1.   La première, gouvernée principalement par une éthique de la conviction, est de se lancer dans une troisième aventure référendaire. Conséquences prévisibles : au pire, un troisième échec, au mieux, une victoire, mais non reconnue. Il ne suffit pas en effet d’être convaincu, selon une éthique de la conviction, de la valeur incontournable de la règle de la majorité absolue pour que celle-ci devienne automatiquement opérante : il importe également, selon une éthique de la responsabilité, de s’assurer que les autres - ceux à Ottawa - le soient également. Si le Parti Québécois annonce la tenue d’un nouveau référendum sans s’assurer d’une telle chose, il s’expose à la fois au risque d’un refus de négocier de la part du fédéral et au risque de devoir recourir à la sécession unilatérale, avec pour conséquences un contexte social et politique instable et une reconnaissance internationale rendue très difficile (en particulier celle des États-Unis).

  1. La seconde option, mue principalement par une éthique de la responsabilité : renoncer (provisoirement) à la tenue d’un référendum, à tout le moins tant et aussi longtemps que le Parti libéral sera au pouvoir à Ottawa et qu’un autre parti d’envergure nationale ne transformera pas de manière importante le climat politique canadien. Seule une souveraineté négociée pourra permettre au Québec d’accéder au statut d’État souverain dans des conditions de relative stabilité. Mais il faut pour cela un gouvernement à Ottawa, non seulement disposé à négocier, mais également disposé à s’entendre avec le Québec sur des règles raisonnables d’accession à la souveraineté : d’abord sur le principe de la majorité absolue ; ensuite sur le cadre d’une question référendaire qui n’exclut pas a priori les idées d’association et de partenariat ; finalement, sur un engagement de sa part à reconnaître, le cas échéant, le nouvel État souverain et à faire respecter les termes de cette reconnaissance (par exemple, en refusant d’appuyer le partitionnisme, en se montrant favorable à la création d’ententes interétatiques concernant le dossier des nations autochtones, etc.). Est-il naïf de penser que le Québec pourra un jour accéder au statut d’État souverain (avec ou sans partenariat) dans une relative stabilité, en évitant la confrontation? Peut-être. Mais selon moi, nous n’avons pas le choix de nous accrocher à cette idée. Je pense en effet que, si un référendum avait lieu dans des conditions comparables à celles que j’ai énumérées, un oui majoritaire l’emporterait aisément. Les Québécois veulent se donner tous les instruments politiques nécessaires à leur survie culturelle en Amérique du nord ; cependant, la conscience qu’ils ont de la précarité de leur situation n’est pas encore suffisamment aiguë pour qu’ils soient prêts à vouloir un État souverain même au prix de l’instabilité. On ne peut les en blâmer. Pourquoi devraient-ils payer ce prix? Ceux qu’il faut blâmer, ce sont les membres du parti présentement au pouvoir à Ottawa qui se plaisent malicieusement à agiter le spectre de l’instabilité, instabilité qu’ils contribuent pourtant eux-mêmes à alimenter, entre autres par leur refus déraisonnable de règles démocratiques simples.



NOTES


[1] L'auteur est professeur de philosophie à l'Université du Québec à Trois-Rivières.
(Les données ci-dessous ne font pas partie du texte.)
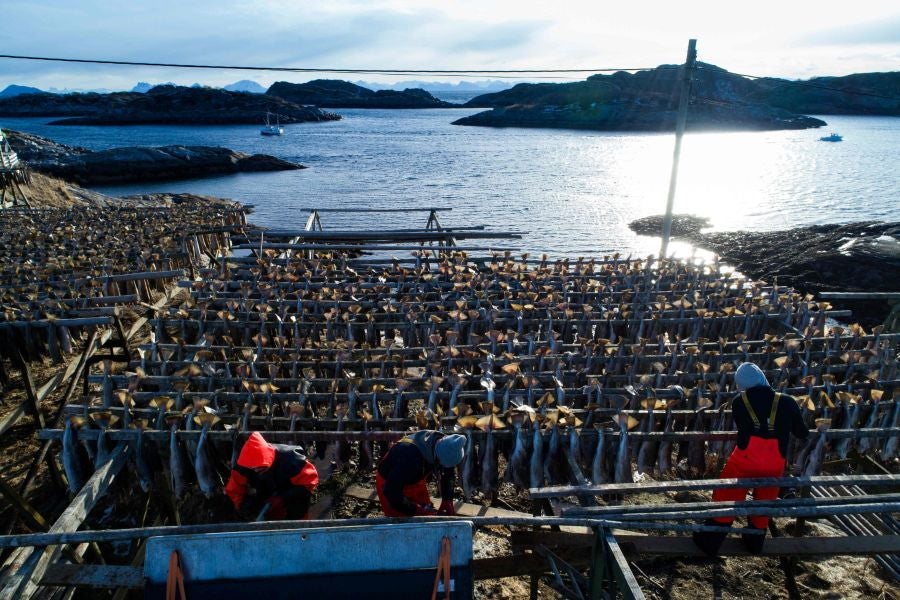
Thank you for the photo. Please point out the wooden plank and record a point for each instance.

[2] Les artisans de la loi fédérale semblent s’être inspirés de la méthode préconisée par Louis Massicotte, professeur de science politique à l’Université de Montréal. Cf. Le Devoir, mercredi 9 septembre 1998, pp. A1 et A8.

[3] La Presse, samedi 30 octobre 1999, p. B9.

[4] L’hypothèse de tenir un second référendum est ici exclue : cette option ne peut se présenter qu’en cas d’échec des négociations, mais il faut alors supposer qu’il y a eu négociation. Le scénario que nous envisageons à titre d’hypothèse en est un qui précède la tenue même de négociations.

[5] Max Weber, Le savant et le politique, Paris, Plon, 1959 ; Karl-Otto Apel, Discussion et responsabilité. L’éthique après Kant, Paris, Éditions du Cerf, 1998.